The BLUEtounge 2.0 Rover has four wheel's, with the front two being able to steer independently
BLUEtounge 2.0, with its four wheel modules. You can see the front left module is turning.

The BLUEtounge 2.0 Rover has four independently controlled wheels, with the front two wheels also being able to steer. This was a big departure from BLUEtounge 1.0’s skid steer system, which used six wheels, and turned by having the wheels on one side of the rover spin in the opposite direction to those on the other side of the rover. The system was meant as a stepping stone towards a full swerve drive system on either BLUEtounge, or our next rover platform NUMBAT.

Furthermore the BLUEsat Off-World Robotics code base is based around the R.O.S (Robotics Operating System) framework. This framework provides a range of existing software and hardware integrations, and is based around the idea of many separate processes (referred to as nodes), that communicate over TCP based ROS ‘topics’ using data structures called ‘messages’.

That, along with the nature of BLUEsat as a student society placed some interesting requirements on our design:

  • The system needed to be able to work with only two wheel modules being able to steer, but as much as possible the code needed to be reusable for a system with four such modules.
  • The system needed to avoid being heavily tied to the motors and embedded systems used on BLUEtounge, as many of them would be changing for NUMBAT.
  • Due to European Rover Challenge (ERC) requirements, the system needed to support user input, and be able to be controlled by an AI.

As a consequence of the above, and to avoid reinventing the wheel (no pun intended), the system needed to use standard ROS messages and conventions as much as possible. It also needed to be very modular to improve reusability.

User Input

The user controls the rover’s speed and rotation using an xbox controller. After some investigation, our initial approach was to have one of the analogue sticks control the rover’s direction, whilst the other controlled its speed.

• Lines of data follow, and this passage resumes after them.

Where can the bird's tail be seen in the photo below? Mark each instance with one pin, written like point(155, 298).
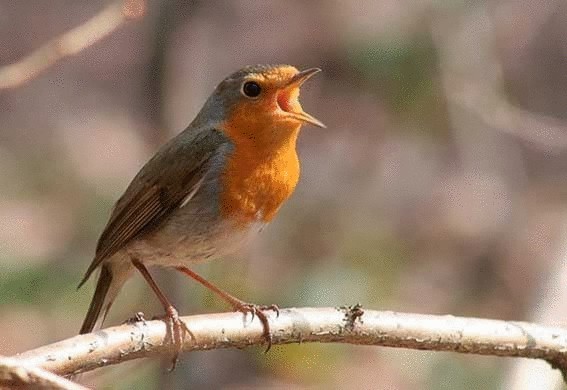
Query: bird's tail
point(112, 277)
point(100, 300)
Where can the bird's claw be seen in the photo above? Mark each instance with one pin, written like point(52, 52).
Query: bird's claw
point(177, 330)
point(258, 311)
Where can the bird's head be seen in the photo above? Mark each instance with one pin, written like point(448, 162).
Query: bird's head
point(262, 102)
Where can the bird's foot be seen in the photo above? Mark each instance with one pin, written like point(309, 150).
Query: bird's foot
point(177, 330)
point(138, 317)
point(258, 311)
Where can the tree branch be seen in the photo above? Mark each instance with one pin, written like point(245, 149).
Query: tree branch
point(349, 325)
point(70, 43)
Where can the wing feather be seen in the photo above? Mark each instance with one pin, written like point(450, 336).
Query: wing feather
point(152, 195)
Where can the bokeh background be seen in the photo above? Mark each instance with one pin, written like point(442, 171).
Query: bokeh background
point(440, 185)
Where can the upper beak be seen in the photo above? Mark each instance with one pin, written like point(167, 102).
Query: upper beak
point(298, 80)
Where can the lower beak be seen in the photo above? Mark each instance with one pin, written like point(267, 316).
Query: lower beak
point(296, 82)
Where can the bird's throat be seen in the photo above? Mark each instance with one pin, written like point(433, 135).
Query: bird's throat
point(261, 174)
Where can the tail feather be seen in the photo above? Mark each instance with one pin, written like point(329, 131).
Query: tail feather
point(98, 301)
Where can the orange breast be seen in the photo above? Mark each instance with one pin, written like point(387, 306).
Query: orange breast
point(260, 174)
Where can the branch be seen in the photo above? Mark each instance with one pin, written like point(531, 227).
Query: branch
point(342, 325)
point(70, 43)
point(14, 374)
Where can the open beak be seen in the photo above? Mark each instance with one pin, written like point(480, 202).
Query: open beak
point(295, 83)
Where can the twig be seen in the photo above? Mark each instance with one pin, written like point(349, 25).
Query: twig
point(71, 43)
point(342, 325)
point(14, 374)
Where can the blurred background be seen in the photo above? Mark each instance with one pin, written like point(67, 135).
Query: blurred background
point(440, 185)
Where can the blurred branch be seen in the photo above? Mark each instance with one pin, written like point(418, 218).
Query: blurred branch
point(71, 43)
point(341, 325)
point(14, 374)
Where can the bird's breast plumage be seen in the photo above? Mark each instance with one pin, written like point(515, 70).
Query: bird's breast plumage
point(258, 178)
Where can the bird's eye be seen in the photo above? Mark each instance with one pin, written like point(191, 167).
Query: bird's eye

This was primarily because we had found that using a single stick to control direction and speed was not very intuitive for the user.

As ROS joystick analogue inputs are treated as a range between -1 and 1 on two axes, the first version of the system simply used the up/down axis of the left stick as the magnitude applied to a unit vector formed by the position of right stick. The code looked a bit like this:

double magnitude = joy->axes[SPEED_STICK] * SPEED_CAP;
cmdVel.linear.x = joy->axes[DIRECTION_STICK_X] * magnitude;
cmdVel.linear.y = joy->axes[DIRECTION_STICK_Y] * magnitude * -1; 

(Note: that all code in this article uses the ROS standard of x being forwards <-> backwards, and y being port <-> starboard)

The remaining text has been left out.